Не проходило недели, чтобы не являлись кредиторы. Они шли отовсюду. Тут были и посланцы ван Людига, язвительные и надменные, и наглые слуги покровителя искусств Беккера. В дом являлись те, о ком Рембрандт и вовсе забыл. Казалось, будто осуществляется какой-то заговор. Все как будто знали друг о друге и друг друга еще подзуживали. Рембрандт с ужасом убедился, что заимодавцев у него гораздо больше, чем он себе представлял. Всплывали долги, сделанные два-три года назад. Он брал взаймы у Витсена, и у Херстбеека, и у многих других, с кем почти не поддерживал знакомства. А как же дом, его дом? Он все еще не оплачен полностью, а ведь чтобы приобрести его, он работал целых пятнадцать лет… Он все забыл. Забыл, погруженный в другие заботы, увлеченный своим творчеством, мечтами и планами. Никто бы ему не поверил, если бы он рассказал об этом. Все лишь переглядывались бы и, сдерживая улыбку, насмешливо и понимающе подмигивали друг другу… Всякий раз, как ему приходилось ни с чем отсылать назойливых кредиторов, Рембрандт громко проклинал все на свете или, разбитый, бросался в кресло.
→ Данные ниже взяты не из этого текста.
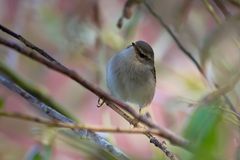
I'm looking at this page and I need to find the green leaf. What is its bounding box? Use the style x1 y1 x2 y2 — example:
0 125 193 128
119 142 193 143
26 144 52 160
184 102 225 160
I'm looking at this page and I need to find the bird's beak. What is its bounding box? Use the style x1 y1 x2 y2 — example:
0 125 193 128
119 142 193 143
132 42 139 51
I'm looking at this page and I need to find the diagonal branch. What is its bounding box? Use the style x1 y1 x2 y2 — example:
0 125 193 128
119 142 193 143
0 75 128 160
143 0 205 76
0 32 188 149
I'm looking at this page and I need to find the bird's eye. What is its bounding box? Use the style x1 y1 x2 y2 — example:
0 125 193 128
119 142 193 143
138 52 147 58
138 51 149 60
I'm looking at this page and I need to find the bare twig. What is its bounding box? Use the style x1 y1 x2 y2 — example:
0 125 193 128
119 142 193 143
0 37 188 149
0 75 128 160
214 0 231 18
0 24 64 67
0 61 78 121
0 112 177 135
143 0 205 76
204 0 240 120
105 102 177 160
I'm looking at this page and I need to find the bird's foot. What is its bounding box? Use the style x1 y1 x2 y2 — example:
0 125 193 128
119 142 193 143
97 97 105 108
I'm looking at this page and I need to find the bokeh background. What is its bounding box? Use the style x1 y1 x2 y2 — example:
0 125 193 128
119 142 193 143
0 0 239 160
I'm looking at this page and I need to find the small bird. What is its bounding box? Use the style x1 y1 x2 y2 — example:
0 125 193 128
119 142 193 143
106 41 156 113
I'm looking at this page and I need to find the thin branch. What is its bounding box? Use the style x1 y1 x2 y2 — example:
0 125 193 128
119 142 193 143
203 0 221 24
0 37 189 149
214 0 231 18
0 75 128 160
105 102 177 160
204 0 240 120
0 24 64 67
0 112 174 135
0 61 78 121
143 0 205 77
Хендрикье, которой он вынужден был все рассказать, ходила с красными от слез глазами. Она и представить себе не могла, что Рембрандт так запутался в долгах. Чуть не всему свету задолжал. А когда она это узнала, у нее не хватило мужества противиться парализующей силе нужды. Она пала духом и сразу словно постарела на много лет.
Прошло еще несколько месяцев. Наступила весна. В доме Рембрандта жили точно в аду, ожидая решительного удара, Рембрандт предчувствовал, что ждать уже не долго.
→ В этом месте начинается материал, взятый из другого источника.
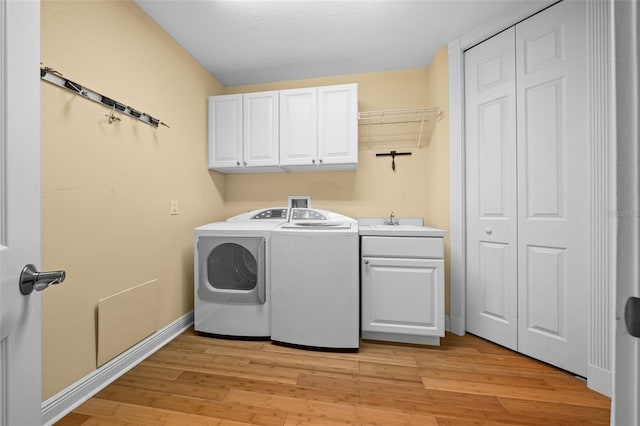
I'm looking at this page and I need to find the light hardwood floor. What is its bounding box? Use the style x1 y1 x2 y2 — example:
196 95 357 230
57 330 610 426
В один из майских вечеров в дверях мастерской появился человек и отвесил чинный поклон. Рембрандт молча кивнул в ответ: он узнал Томаса Харинга, судебного исполнителя. Медленно поднялся он с места, ища, на что опереться. Томас Харинг… Еще года не прошло с тех пор, как он писал его портрет. Но гость ничем не выдал, что они старые знакомые. Лицо у него было официальное и натянутое, глаза глядели без искорки сочувствия или сожаления, прячась под белыми нависшими бровями от сверлящего и затравленного взгляда художника. Прежде чем Томас Харинг заговорил, Рембрандт уже знал: завтра его банкротство станет известно всему городу.
Книга вторая
I
Никогда прежде Титус не представлял себе, как сильно он любит отца. Стоило ему вспомнить свое раннее детство — и он видел себя разъезжающим по комнате верхом на спине Рембрандта, точно гордый рыцарь на послушном коне; помнил Титус и длинные темные вечера, когда за окном свистела вьюга, а в доме было тихо и светло; отец рассказывал про многое, что сам слышал от чужих, незнакомых бабок, читал ему книгу в белом кожаном переплете: в ней было полным-полно разных сказок и легенд, к которым Рембрандт рисовал всяких страшенных зверей, вызывавших у мальчика трепет ужаса и восторга. Часто вспоминались Титусу и те недели, что он провел вместе с отцом в Ватерланде, или вечерние прогулки вдоль полных таинственного очарования городских укреплений под надежной защитой молчаливо шагавшего рядом отца. Мальчику все было интересно, трудно было насытить его впечатлениями. Он восторгался отцом, иногда, правда, и побаивался его, но с тайной гордостью от сознания, что это все-таки его отец. И лишь сейчас, на пятнадцатом году своей жизни, он впервые понял, что любит отца такой несокрушимой любовью, так благоговеет перед ним и так привязан к нему, что готов для него на все.